What’s changes will affect them? Some new aspects of life after divorce may not have significant repercussions on your children, while others will affect them directly. Be clear about what is going to change and, more importantly, how you intend to help them adapt to these changes. Look for the positives, and work together to create a plan to make the most of your new routine. There’s always a silver lining – such as getting to choose new toys or books for their second home, or incorporating new activities into their changing routine, and spending more quality time with each individual parent.

How can they be involved in decision-making? Giving your children a certain amount of control over how you adapt to life post-separation as a family can be vital in helping them work through the changes. Find out what’s most important to them, such as making sure they still get to see extended family regularly, or are able to take part in their usual extra-curricular activities. Give them the opportunity to make small decisions (like decorating their new room) but don’t overwhelm them with too much choice, or too much responsibility.

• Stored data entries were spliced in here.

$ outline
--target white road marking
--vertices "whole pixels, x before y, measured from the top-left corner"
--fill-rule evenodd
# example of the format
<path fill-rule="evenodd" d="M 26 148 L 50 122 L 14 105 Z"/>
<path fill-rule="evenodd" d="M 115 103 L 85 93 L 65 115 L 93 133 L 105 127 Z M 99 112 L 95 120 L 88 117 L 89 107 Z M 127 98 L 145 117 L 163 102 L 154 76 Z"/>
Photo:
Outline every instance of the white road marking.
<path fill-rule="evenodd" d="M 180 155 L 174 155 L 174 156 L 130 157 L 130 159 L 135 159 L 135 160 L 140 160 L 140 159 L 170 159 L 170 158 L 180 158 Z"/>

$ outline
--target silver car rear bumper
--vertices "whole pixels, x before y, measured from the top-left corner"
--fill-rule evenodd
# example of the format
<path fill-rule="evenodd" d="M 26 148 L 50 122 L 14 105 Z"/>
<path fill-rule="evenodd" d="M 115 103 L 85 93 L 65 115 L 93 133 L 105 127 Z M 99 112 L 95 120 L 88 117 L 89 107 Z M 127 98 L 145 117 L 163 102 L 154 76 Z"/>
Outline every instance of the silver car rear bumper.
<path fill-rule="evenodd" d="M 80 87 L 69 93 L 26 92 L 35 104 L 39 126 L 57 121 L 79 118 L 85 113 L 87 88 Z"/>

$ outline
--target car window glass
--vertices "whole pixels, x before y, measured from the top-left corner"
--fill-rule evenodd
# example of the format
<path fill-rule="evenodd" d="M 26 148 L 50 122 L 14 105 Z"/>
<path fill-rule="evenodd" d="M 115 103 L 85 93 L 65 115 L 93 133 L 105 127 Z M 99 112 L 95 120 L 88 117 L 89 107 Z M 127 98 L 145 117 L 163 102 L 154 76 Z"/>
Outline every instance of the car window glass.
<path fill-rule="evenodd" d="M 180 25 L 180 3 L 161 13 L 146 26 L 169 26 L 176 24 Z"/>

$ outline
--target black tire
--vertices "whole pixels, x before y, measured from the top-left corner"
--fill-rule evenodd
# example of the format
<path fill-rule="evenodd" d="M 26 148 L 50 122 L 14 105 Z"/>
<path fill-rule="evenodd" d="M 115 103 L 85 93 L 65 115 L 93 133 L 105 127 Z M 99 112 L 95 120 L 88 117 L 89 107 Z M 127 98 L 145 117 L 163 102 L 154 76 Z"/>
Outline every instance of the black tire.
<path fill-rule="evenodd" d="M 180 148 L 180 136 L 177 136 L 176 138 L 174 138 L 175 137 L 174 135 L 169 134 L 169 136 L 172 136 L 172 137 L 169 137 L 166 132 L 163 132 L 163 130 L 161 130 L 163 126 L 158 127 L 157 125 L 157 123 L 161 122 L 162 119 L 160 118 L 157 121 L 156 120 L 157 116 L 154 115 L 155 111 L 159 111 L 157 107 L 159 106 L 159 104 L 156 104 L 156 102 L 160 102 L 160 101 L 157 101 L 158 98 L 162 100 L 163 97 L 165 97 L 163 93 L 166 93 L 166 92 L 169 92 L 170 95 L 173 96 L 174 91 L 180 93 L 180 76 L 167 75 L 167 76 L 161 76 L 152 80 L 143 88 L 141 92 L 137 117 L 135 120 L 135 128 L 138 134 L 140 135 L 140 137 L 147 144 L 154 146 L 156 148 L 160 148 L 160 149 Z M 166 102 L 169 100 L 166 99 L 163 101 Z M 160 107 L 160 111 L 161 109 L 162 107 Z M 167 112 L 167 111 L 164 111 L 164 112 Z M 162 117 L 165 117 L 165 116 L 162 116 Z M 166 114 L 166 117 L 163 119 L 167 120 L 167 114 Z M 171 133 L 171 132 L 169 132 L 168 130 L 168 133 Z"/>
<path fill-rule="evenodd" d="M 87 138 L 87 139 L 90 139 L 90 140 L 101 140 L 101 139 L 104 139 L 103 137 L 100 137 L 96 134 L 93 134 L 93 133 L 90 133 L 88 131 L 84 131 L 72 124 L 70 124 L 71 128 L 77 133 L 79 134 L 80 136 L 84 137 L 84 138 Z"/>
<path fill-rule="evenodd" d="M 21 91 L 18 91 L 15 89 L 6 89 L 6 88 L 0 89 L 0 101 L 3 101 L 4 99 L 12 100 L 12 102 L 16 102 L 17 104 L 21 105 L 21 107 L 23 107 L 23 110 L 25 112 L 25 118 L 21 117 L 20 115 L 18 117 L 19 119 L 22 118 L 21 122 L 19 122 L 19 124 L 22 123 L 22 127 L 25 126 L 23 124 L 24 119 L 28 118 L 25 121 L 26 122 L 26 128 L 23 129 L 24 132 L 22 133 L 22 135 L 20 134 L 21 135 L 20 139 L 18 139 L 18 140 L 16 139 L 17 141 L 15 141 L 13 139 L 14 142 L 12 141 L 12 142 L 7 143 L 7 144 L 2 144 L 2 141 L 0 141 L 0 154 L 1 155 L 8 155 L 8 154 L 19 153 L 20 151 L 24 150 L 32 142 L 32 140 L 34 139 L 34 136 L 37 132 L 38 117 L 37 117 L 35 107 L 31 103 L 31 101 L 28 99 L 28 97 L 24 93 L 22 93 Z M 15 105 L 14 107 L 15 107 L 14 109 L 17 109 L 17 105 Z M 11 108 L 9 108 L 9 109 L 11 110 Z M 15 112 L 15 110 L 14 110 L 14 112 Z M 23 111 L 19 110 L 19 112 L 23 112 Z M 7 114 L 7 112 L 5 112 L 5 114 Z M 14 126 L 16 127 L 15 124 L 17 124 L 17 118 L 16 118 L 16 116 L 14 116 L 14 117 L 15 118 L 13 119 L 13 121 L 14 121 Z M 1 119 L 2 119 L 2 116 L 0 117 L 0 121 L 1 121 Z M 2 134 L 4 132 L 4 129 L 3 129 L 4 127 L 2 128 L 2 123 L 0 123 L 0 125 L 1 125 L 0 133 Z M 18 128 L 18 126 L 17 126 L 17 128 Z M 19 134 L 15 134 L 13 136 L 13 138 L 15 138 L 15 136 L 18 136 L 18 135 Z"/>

At first, it may feel like there are a million different decisions to be made, and more ‘what ifs’ than certainties, but it’s helpful to keep in mind that settling into life post-divorce is an ongoing process that will continue to change. Over time, things will settle down and you’ll be able to adjust and tweak your new routine according to your needs rather than having to make big changes.

When handling these issues with children, consider these tips on communicating and aiding understanding:

  • Be flexible: As your children grow, and you get used to all the new changes and requirements of separation, you’ll need to be adaptable. Stay in close contact with your co-parent as much as possible and allow for flexibility to help stay on top of unexpected childcare needs.
  • Keep talking: Let your children know you’re always there if they need to talk, or help them find someone more objective to vent their feelings to, such as a school counsellor, a grandparent, friend, or professional therapist. Most importantly, keep the lines of communication open with your ex if you can – you may no longer be a couple but you’re both still parents.
  • Make the most of your time together: Separation can be stressful but time with your children is precious, particularly if you’re dividing it with your ex. Try to set aside your worries about separation and enjoy your time together. However, bear in mind there’s no need to overcompensate (or compete with your ex) with expensive gifts or outings – what your children need right now is normality and familiarity.
  • Remember – it won’t always be this hard! Children are resilient and they will adapt to their new routine in time. The initial fallout may be difficult, as you all get used to the changes separation brings, but you will get through it! Use the support of your friends, family, and your solicitor to help you to work through the difficult times of separation and emerge on the other side with a positive outlook for you and your children.

 One of the best ways to manage separation with children is to opt for a cooperative and non-combative method of divorce, such as collaborative family law or mediation, both of which entail working together with your ex to come to a practical, respectful resolution and put a plan in place for co-parenting together.